During his speech at the Reichstag, in front of both the upper and lower houses of parliament, Köhler asked German leaders to "show courage" in continuing the unpopular program of reforms that aims to revive a sputtering national economy.

"We cannot afford to lose a single year in the renewal of Germany," Köhler said during the speech held after he took the oath of office. "Should we not care whether our county grows and prospers or falls further behind the global competition?"

"We're all sitting in the boat," he said to sustained applause.

Köhler, a member of the conservative Christian Democratic Union party, follows Johannes Rau, who has stepped down after five years in office. The 61-year-old economist began his speech by thanking Rau for his guidance during events such as EU enlargement, globalization and the attacks on Sept. 11, 2001, on the United States.

"We thank you today for your great service to our country," he said.

Ceremonial, but influential

The presidency, while officially the country's highest office, is largely ceremonial. Real policy-making power lies with the chancellor. But beginning with Richard von Weizsäcker, who held the office from 1984 to 1994, the president began acquiring something of a moral pulpit, and holders of the office have weighed in on major national issues such as integration of immigrants, nationalism, and the state of the nation's psyche. The president also represents Germany abroad.

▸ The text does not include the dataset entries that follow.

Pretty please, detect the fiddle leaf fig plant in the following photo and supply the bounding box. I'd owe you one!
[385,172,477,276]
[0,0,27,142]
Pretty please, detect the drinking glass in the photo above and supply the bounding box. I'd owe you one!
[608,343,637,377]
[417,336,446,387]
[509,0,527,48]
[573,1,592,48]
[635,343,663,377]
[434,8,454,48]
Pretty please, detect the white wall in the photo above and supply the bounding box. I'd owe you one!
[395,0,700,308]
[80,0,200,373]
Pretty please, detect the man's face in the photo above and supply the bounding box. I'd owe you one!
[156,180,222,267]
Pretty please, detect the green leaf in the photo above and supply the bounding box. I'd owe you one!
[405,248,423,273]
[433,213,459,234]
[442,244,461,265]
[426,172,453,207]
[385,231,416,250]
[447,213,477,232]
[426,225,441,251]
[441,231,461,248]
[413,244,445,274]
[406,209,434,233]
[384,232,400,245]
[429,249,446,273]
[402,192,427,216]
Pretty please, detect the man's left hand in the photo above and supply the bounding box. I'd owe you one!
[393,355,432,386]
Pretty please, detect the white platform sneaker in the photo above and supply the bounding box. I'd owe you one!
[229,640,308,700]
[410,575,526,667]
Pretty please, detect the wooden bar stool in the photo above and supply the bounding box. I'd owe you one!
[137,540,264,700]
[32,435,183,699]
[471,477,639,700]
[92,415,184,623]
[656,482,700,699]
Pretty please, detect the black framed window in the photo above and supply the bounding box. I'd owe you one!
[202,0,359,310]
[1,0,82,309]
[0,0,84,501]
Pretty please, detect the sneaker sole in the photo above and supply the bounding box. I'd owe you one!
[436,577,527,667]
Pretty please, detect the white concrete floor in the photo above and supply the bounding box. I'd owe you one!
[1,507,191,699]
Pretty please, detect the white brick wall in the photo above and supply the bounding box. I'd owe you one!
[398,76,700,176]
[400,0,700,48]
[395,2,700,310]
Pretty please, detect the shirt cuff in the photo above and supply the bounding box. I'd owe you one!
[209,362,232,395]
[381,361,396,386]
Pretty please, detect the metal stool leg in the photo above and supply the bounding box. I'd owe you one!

Der neugewählte Bundespräsident Horst Köhler
Horst KöhlerImage: AP

Köhler, 61, who headed the International Monetary Fund from 2000 to 2004, is putting his moral weight behind the push to restart the once-mighty German economic engine. "Can we afford not to care if one of the motors of Europe keeps spluttering every more, as some say? I don't think so," he told parliamentarians.

Although once revered throughout the postwar world for its economic vigor, the German economy has been stagnant for more than three years. It shrank last year for the first time in a decade and has watched unemployment climb every month this year; Germany's jobless rate is the highest of the 12 countries that have adopted the euro.

While the governing red-green coalition of Social Democrats and Greens has enacted reforms that it hopes will remedy the problems, the measures have met with strong protest from trade unions and the German populace at large, who do not want to see the welfare state dismantled. The unpopular reforms include loosening labor market rules, lowering income tax rates and cutting some retirement and jobless benefits.

"We need to push forward with the courage of the government initiatives toward renewal and we need the courage of the opposition to make its alternatives completely clear," Köhler said. "And we also need something else -- the ability to form constructive compromises.

Economics heavyweight

Köhler was born in Eastern Poland in 1943 to a farming family that fled to Germany after the war. He studied economics at the University of Tübingen, getting a doctorate in 1977. He has held positions in the West German finance ministry and was once deputy for former Finance Minister Theo Waigel.

He became head of the German Savings Bank Association in 1993 and held the post until moving to the European Bank for Reconstruction and Development in 1998. He took the reins of the IMF in 2000 before stepping down in 2004 to run for president.

He is the first German head of state without experience in political office and some have questioned how he will succeed in an environment that is very different from that of the board room.

He has come under criticism from left-leaning members of German society, particularly from trade unions. They have argued that the German president should address issues more wide ranging than just economic ones.